Sudah hampir satu bulan pasca bencana ekologis yang meluluhlantakkan tiga provinsi di Pulau Sumatera, tak sedikit dampak yang dirasa. Ibu hamil yang tak mendapatkan akses pemeriksaan layak, ibu menyusui yang kelaparan namun harus ikut antri makanan, para balita dan anak-anak yang kehilangan tempat bermain, ribuan keluarga yang harus berjuang di pengungsian. Bencana ini—bukan saja merenggut fasilitas fisik namun juga menyisakkan kepedihan; korban yang tertimpa kelaparan dan kehilangan rasa aman.

Surah al-Quraisy di atas sesungguhnya merefleksikan lebih dalam bagaimana Al-Quran mendeskripsikan tentang dua kenikmatan (dasar) yang sangat dibutuhkan manusia yaitu nikmat ketersediaan pangan dan jaminan keamanan; dua hal yang tidak dirasakan saudara-saudara kita yang terdampak bencana ekologis di Sumatera.
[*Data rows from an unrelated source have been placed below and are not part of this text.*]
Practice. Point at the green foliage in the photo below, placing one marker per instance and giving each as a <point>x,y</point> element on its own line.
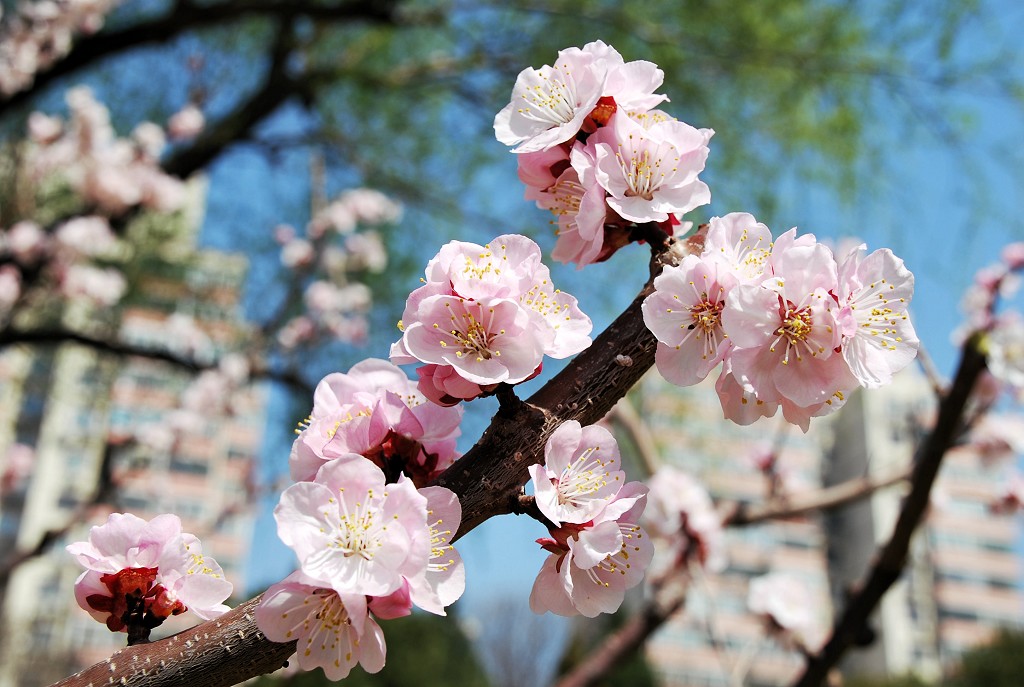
<point>423,650</point>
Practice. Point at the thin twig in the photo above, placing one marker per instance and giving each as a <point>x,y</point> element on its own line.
<point>892,556</point>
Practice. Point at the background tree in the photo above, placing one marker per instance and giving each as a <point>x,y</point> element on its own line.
<point>384,88</point>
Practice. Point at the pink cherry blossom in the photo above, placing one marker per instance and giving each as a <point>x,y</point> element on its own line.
<point>581,473</point>
<point>489,313</point>
<point>164,567</point>
<point>103,286</point>
<point>89,235</point>
<point>685,314</point>
<point>26,241</point>
<point>591,565</point>
<point>442,385</point>
<point>333,630</point>
<point>297,253</point>
<point>739,404</point>
<point>550,105</point>
<point>17,466</point>
<point>443,580</point>
<point>375,411</point>
<point>579,204</point>
<point>186,123</point>
<point>785,331</point>
<point>485,342</point>
<point>10,288</point>
<point>353,532</point>
<point>1006,350</point>
<point>740,243</point>
<point>786,601</point>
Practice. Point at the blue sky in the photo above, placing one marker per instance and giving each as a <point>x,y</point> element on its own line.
<point>945,207</point>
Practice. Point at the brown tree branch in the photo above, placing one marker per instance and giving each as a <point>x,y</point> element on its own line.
<point>278,87</point>
<point>487,480</point>
<point>738,515</point>
<point>54,337</point>
<point>628,639</point>
<point>893,555</point>
<point>657,610</point>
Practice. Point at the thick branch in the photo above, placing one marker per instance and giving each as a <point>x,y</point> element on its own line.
<point>657,610</point>
<point>487,480</point>
<point>275,89</point>
<point>491,475</point>
<point>185,16</point>
<point>217,653</point>
<point>892,557</point>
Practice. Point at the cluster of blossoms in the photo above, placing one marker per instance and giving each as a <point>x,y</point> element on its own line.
<point>791,327</point>
<point>72,258</point>
<point>486,315</point>
<point>598,550</point>
<point>324,260</point>
<point>372,541</point>
<point>139,573</point>
<point>109,173</point>
<point>592,151</point>
<point>41,33</point>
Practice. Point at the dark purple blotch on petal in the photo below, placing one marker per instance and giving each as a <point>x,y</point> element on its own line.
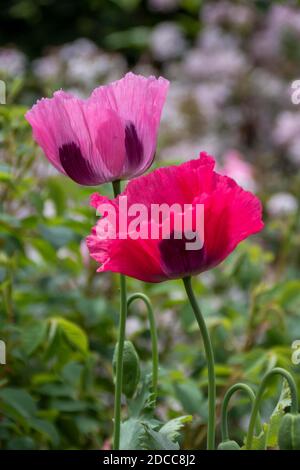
<point>176,260</point>
<point>76,166</point>
<point>133,146</point>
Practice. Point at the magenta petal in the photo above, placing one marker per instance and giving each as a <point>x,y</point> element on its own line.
<point>231,214</point>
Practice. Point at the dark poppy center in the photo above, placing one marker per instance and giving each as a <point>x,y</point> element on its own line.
<point>133,146</point>
<point>177,260</point>
<point>76,166</point>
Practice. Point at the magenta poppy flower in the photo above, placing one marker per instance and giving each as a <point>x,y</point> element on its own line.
<point>231,214</point>
<point>110,136</point>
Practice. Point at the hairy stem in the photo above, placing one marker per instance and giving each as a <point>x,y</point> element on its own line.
<point>153,332</point>
<point>121,339</point>
<point>294,406</point>
<point>210,364</point>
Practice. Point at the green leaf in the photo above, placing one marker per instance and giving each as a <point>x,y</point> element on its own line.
<point>172,428</point>
<point>143,402</point>
<point>189,395</point>
<point>33,336</point>
<point>46,428</point>
<point>156,440</point>
<point>132,434</point>
<point>73,333</point>
<point>19,401</point>
<point>284,402</point>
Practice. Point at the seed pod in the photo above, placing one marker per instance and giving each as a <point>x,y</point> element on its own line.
<point>131,368</point>
<point>229,445</point>
<point>289,432</point>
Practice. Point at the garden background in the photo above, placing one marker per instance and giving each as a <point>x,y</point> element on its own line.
<point>231,66</point>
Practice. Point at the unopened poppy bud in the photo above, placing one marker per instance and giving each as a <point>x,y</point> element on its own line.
<point>229,445</point>
<point>131,368</point>
<point>289,432</point>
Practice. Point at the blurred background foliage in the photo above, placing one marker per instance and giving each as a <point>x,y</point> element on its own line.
<point>231,65</point>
Surat Al-Quraisy yang merupakan surat ke-106 dalam Al-Qur’an, terletak pada juz 30 dan berjumlah empat ayat. Mayoritas ulama menempatkan surat ini sebagai surat Makkiyah. Isi surat ini menyingkap berbagai karunia besar yang Allah limpahkan kepada suku Quraisy di Mekkah. Di dalamnya tergambar solidaritas dan ikatan kekeluargaan di antara mereka, serta suasana aman dan makmur yang timbul dari aktivitas perdagangan antara Yaman dan Syam. Bani Quraisy juga diberikan rasa aman di tanah suci mereka, sehingga dapat hidup tenang tanpa menghadapi konflik berkepanjangan. Pesan utama surat ini menegaskan pentingnya mensyukuri Tuhan yang telah menyediakan rezeki dan menjamin keselamatan mereka.
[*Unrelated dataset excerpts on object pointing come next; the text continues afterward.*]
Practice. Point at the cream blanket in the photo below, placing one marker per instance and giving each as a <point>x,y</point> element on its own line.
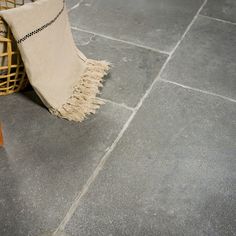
<point>65,80</point>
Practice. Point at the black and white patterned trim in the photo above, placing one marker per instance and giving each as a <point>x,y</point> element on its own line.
<point>42,27</point>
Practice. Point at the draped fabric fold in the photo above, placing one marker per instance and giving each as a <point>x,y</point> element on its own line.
<point>65,80</point>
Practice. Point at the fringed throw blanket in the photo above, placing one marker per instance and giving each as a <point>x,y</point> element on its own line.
<point>65,80</point>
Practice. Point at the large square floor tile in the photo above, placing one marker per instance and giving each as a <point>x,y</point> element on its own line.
<point>154,23</point>
<point>206,59</point>
<point>46,161</point>
<point>172,173</point>
<point>133,68</point>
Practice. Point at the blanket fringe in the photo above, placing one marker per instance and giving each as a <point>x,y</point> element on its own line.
<point>83,100</point>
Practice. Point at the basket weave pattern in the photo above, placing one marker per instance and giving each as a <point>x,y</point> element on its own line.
<point>12,72</point>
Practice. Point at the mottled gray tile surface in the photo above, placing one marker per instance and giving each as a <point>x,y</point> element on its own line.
<point>222,9</point>
<point>206,59</point>
<point>46,161</point>
<point>172,173</point>
<point>154,23</point>
<point>133,68</point>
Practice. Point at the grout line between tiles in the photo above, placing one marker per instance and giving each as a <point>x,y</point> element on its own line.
<point>120,40</point>
<point>198,90</point>
<point>99,167</point>
<point>118,104</point>
<point>75,6</point>
<point>217,19</point>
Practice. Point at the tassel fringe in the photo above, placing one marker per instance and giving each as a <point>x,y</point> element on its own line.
<point>83,100</point>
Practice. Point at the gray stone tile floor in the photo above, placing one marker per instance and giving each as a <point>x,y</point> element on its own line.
<point>159,158</point>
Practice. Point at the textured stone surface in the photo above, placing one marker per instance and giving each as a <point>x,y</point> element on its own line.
<point>156,23</point>
<point>173,172</point>
<point>222,9</point>
<point>206,59</point>
<point>133,68</point>
<point>46,161</point>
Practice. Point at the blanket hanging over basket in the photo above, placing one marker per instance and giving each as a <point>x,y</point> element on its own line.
<point>65,80</point>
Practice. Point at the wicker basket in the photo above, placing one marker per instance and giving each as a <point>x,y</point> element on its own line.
<point>12,72</point>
Surah ini diawali dengan huruf lam. Prof. Dr. M. Quraish Shihab menguraikan, para ulama berbeda pendapat tentang kedudukan huruf lam pada awal surah ini. Ada yang mengaitkannya dengan kandungan ayat yang lalu, yakni Allah Swt. membinasakan tentara bergajah itu dan menjadikan mereka bagaikan daun-daun yang dimakan (ulat) adalah untuk menjamin kelancaran jalur perdagangan kaum Quraisy yang telah terbiasa melakukan perjalanan pada musim dingin dan panas. Pendapat ini sejalan dengan pandangan Ubay Ibn Ka‘b. Namun sebagian ulama berpendapat, surah ini masih menjadi bagian surah sebelumnya (al-Fiil).

Kata اْيلٰف (îlâf) lanjut Quraish Shihab, terambil dari kata آلف (âlafa) dengan huruf hamzah (a) berganda. Asalnya adalah alifa yang dengan satu huruf hamzah (a). Kata ini antara lain berarti terbiasa, jinak, dan harmonis. Ar-Râghib al-Ashfahâni berpendapat bahwa kata tersebut mengandung makna keterkumpulan dalam harmonisme. Al-Biqâ‘i memahami Li Îlâf Quraysy dalam arti bahwa suku ini mewujudkan Îlâf, yakni pemahaman atas negeri mereka, yang kemudian melahirkan ketenangan mereka serta wibawa dan kekaguman yang bercampur dengan rasa takut orang lain terhadap mereka. Ini hanya bisa lahir jika mereka terlebih dahulu saling terbiasa jinak dan harmonis. Lalu, jika itu membuahkan keterbiasaan bersikap kagum dan hormat kepada tempat tinggal mereka, yakni di Makkah di mana terdapat Ka‘bah, dan mengundang untuk memelihara dan membelanya, kedudukan mereka akan sangat kuat dan akhirnya mereka menjadi terbiasa dengan hal-hal yang disebut di atas.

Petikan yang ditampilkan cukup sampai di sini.